Washington said Brussels had therefore imposed duties on “substantially more products” than it would have if the tariffs had been calculated based on a “normal period”.
The $4bn in tariffs imposed by the EU followed the US targeting of $7.5bn in EU goods from October 2019, which was permitted by the WTO as a penalty for subsidies to European aircraft maker Airbus. The EU tariffs, in turn, were authorised in response to US subsidies benefiting Airbus rival Boeing.
Both the Trump administration and the EU have said they want to resolve the dispute but the two sides have failed to reach an agreement, which will form one of the biggest tests of rapprochement between Washington and Brussels on trade under Mr Biden.
The European Commission said it regretted the Trump administration’s move, warning that it “unilaterally disrupts the ongoing negotiation between the commission and USTR to find a settlement to the long lasting aircraft disputes”.
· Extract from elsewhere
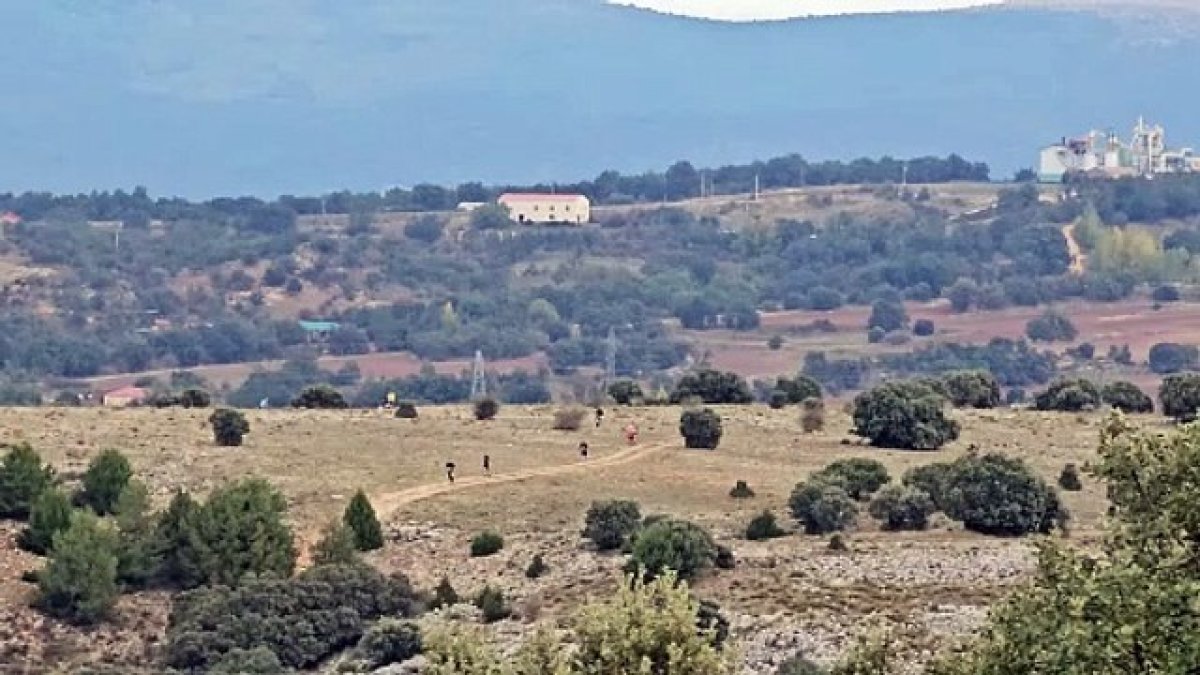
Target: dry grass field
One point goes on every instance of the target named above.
(784, 595)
“The EU will engage with the new US Administration at the earliest possible moment to continue these negotiations and find a lasting solution to the dispute,” the commission said in a statement on Thursday.
The products targeted for higher tariffs in Washington’s latest move include “aircraft manufacturing parts” as well as “certain non-sparkling wine” and “certain cognac and other grape brandies”. The higher tariffs will only apply to French and German products.
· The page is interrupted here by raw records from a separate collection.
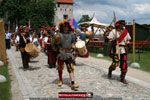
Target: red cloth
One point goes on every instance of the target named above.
(87, 54)
(122, 36)
(51, 55)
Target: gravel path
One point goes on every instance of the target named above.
(40, 81)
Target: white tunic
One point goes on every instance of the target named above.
(114, 35)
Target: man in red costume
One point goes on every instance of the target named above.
(119, 37)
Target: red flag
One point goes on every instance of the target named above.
(29, 24)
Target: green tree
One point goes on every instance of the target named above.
(20, 11)
(85, 18)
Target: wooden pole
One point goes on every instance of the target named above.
(133, 40)
(2, 43)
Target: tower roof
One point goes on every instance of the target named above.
(65, 1)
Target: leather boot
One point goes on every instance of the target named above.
(122, 76)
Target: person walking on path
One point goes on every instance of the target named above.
(24, 39)
(7, 38)
(65, 39)
(119, 37)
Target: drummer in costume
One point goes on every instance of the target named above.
(82, 35)
(50, 52)
(24, 39)
(119, 37)
(65, 39)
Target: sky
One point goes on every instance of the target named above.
(124, 9)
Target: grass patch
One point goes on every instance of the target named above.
(5, 93)
(143, 59)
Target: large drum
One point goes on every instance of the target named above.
(32, 50)
(81, 48)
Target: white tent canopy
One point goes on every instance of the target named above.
(95, 23)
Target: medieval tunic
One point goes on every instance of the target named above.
(65, 54)
(123, 53)
(25, 56)
(51, 53)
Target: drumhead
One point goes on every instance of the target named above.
(80, 44)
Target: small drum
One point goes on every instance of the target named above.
(81, 48)
(32, 50)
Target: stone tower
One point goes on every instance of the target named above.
(64, 10)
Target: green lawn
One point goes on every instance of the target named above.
(143, 59)
(5, 87)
The fight over aircraft subsidies has simmered for years but escalated sharply during Mr Trump’s presidency alongside tensions on digital taxes introduced in the EU, metals tariffs imposed by the US and car levies threatened by Washington.
Airbus said the US tariffs were “counterproductive in every way” and hoped that “Europe will respond appropriately to defend its interests and the interests of all European companies and sectors, including Airbus”.